Motion Design

Titel, Bauchbinden und Screen-Replacements brauchen Platz im Bild.

Worum es geht

Typo und Animation müssen in Bildern leben, die Wochen vorher komponiert wurden. Motion Design nach dem Dreh geplant arbeitet mit Restfläche — vorher geplant mit reservierter Fläche.

Jedes Gewerk braucht denselben Plan in einer anderen Ansicht. Genau daran scheitern Dokumentensammlungen: Sie bedienen immer nur eine Perspektive gut.

Was hier anders läuft

Die Punkte, an denen sich das von anderen Fällen unterscheidet:

  • Eine Bauchbinde braucht am Set kadrierten Leerraum; in ein volles Bild gequetschte Typo wirkt wie eine Reparatur
  • Screen-Replacements wollen ein festes Stativbild und Tracking-Marker — beides kostet am Set eine geplante Minute
  • Jedes zusätzliche Seitenverhältnis verschiebt die Zonen, in denen Typo leben darf

Was der Plan liefern muss

Ein Produktionsplan ist für dieses Gewerk dann brauchbar, wenn er das hier hergibt:

  • Grafikzonen im Storyboard markiert
  • Feste Stativbilder und Marker für Replacements eingeplant
  • Die komplette Format-Matrix vor der Kadrierung
  • Schriften, Farben und Logos vor dem Schnitt gesammelt

Typische Stolperstellen

Was in der Praxis am häufigsten schiefgeht:

  • Jedes Bild eng kadrieren und beim Packshot merken, dass Luft fehlt
  • Vertikale Fassungen von Grafiken liefern, die nur für 16:9 entworfen wurden

Mit TillyGen

In TillyGen markiert das Storyboard Grafikzonen pro Einstellung — das Bild reserviert Platz, bevor jemand es leuchtet.

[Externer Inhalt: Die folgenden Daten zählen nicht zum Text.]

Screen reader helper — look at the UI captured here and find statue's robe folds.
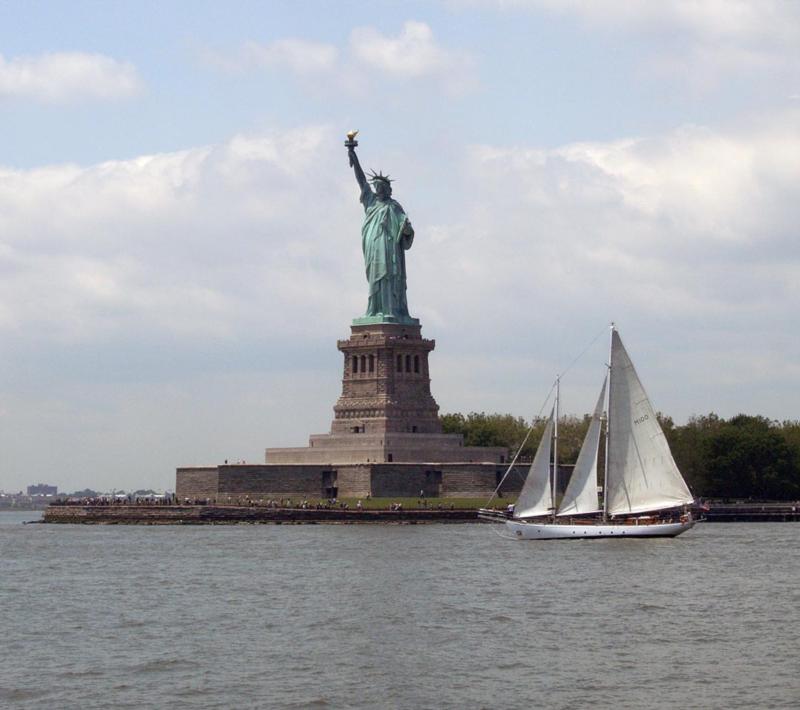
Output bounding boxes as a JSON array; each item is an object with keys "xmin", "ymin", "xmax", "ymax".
[{"xmin": 361, "ymin": 185, "xmax": 414, "ymax": 317}]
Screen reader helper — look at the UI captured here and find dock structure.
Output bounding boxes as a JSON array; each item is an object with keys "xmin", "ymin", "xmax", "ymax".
[{"xmin": 705, "ymin": 501, "xmax": 800, "ymax": 523}]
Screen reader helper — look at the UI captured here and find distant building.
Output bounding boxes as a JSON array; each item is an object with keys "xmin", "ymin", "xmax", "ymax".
[{"xmin": 28, "ymin": 483, "xmax": 58, "ymax": 496}]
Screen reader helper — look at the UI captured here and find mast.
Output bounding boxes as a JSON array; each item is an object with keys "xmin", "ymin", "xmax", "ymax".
[
  {"xmin": 603, "ymin": 321, "xmax": 614, "ymax": 522},
  {"xmin": 550, "ymin": 375, "xmax": 561, "ymax": 522}
]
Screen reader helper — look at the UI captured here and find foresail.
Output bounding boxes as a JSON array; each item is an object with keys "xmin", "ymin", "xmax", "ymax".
[
  {"xmin": 606, "ymin": 330, "xmax": 693, "ymax": 515},
  {"xmin": 514, "ymin": 412, "xmax": 553, "ymax": 518},
  {"xmin": 556, "ymin": 378, "xmax": 608, "ymax": 515}
]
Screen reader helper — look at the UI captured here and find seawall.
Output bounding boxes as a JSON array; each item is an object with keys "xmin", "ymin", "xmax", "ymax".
[{"xmin": 42, "ymin": 505, "xmax": 478, "ymax": 525}]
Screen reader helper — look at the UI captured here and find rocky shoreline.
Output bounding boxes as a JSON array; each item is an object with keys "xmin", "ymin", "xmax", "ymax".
[{"xmin": 42, "ymin": 505, "xmax": 478, "ymax": 525}]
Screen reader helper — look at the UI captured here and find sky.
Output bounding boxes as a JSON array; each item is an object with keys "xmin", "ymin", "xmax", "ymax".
[{"xmin": 0, "ymin": 0, "xmax": 800, "ymax": 491}]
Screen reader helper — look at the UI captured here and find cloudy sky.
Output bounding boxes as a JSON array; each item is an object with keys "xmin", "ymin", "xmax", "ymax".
[{"xmin": 0, "ymin": 0, "xmax": 800, "ymax": 491}]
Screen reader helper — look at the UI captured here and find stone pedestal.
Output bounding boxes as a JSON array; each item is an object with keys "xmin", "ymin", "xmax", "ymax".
[
  {"xmin": 266, "ymin": 318, "xmax": 506, "ymax": 465},
  {"xmin": 331, "ymin": 323, "xmax": 442, "ymax": 434}
]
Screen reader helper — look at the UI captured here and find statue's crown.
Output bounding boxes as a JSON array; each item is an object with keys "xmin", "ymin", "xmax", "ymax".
[{"xmin": 369, "ymin": 170, "xmax": 392, "ymax": 185}]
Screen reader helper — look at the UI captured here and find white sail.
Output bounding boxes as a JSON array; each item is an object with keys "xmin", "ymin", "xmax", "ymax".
[
  {"xmin": 606, "ymin": 330, "xmax": 693, "ymax": 515},
  {"xmin": 556, "ymin": 378, "xmax": 608, "ymax": 515},
  {"xmin": 514, "ymin": 412, "xmax": 553, "ymax": 518}
]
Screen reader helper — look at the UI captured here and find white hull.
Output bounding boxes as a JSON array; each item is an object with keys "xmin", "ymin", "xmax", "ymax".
[{"xmin": 505, "ymin": 520, "xmax": 697, "ymax": 540}]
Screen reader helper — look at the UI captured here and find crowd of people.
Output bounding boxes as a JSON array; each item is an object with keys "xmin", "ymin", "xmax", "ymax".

Ändert sich eine Randbedingung, wandern die Folgen durch den ganzen Plan: betroffene Einstellungen werden markiert, die Disposition wird neu erzeugt, und niemand arbeitet weiter mit einer Fassung von gestern.

Häufige Fragen

Was sollte eine Shotlist für spätere Grafik vermerken?

Welche Einstellungen Typo, Logos oder Replacements tragen — und wo im Bild. Die Kamera kadriert dann Luft an die richtige Stelle, statt dass die Grafik später Platz suchen muss.

Warum brechen Bauchbinden im vertikalen Beschnitt?

Weil 9:16 genau die Seiten eines 16:9-Bilds entfernt, auf denen Typo klassisch sitzt. Vertikal braucht eigene Text-Zonen — geplant, nicht gerettet.

Wann braucht Motion Design das Storyboard?

Bevor es eingefroren wird. Grafik, die im Board mitgedacht ist, bekommt kadrierten Raum; Grafik, die danach kommt, bekommt den Rest.

Wie lange dauert die Einarbeitung in TillyGen?

Ein erstes Projekt lässt sich in unter einer Stunde anlegen. Es gibt keine Einrichtungsphase, in der erst Vorlagen und Felder konfiguriert werden müssen, bevor das Werkzeug etwas ausgibt.

Lassen sich die Ergebnisse exportieren?

Ja — als PDF für die Crew, als CSV für nachgelagerte Systeme und über die API für alles Automatisierte. Der Plan bleibt dabei die Quelle; die Exporte sind Ansichten davon.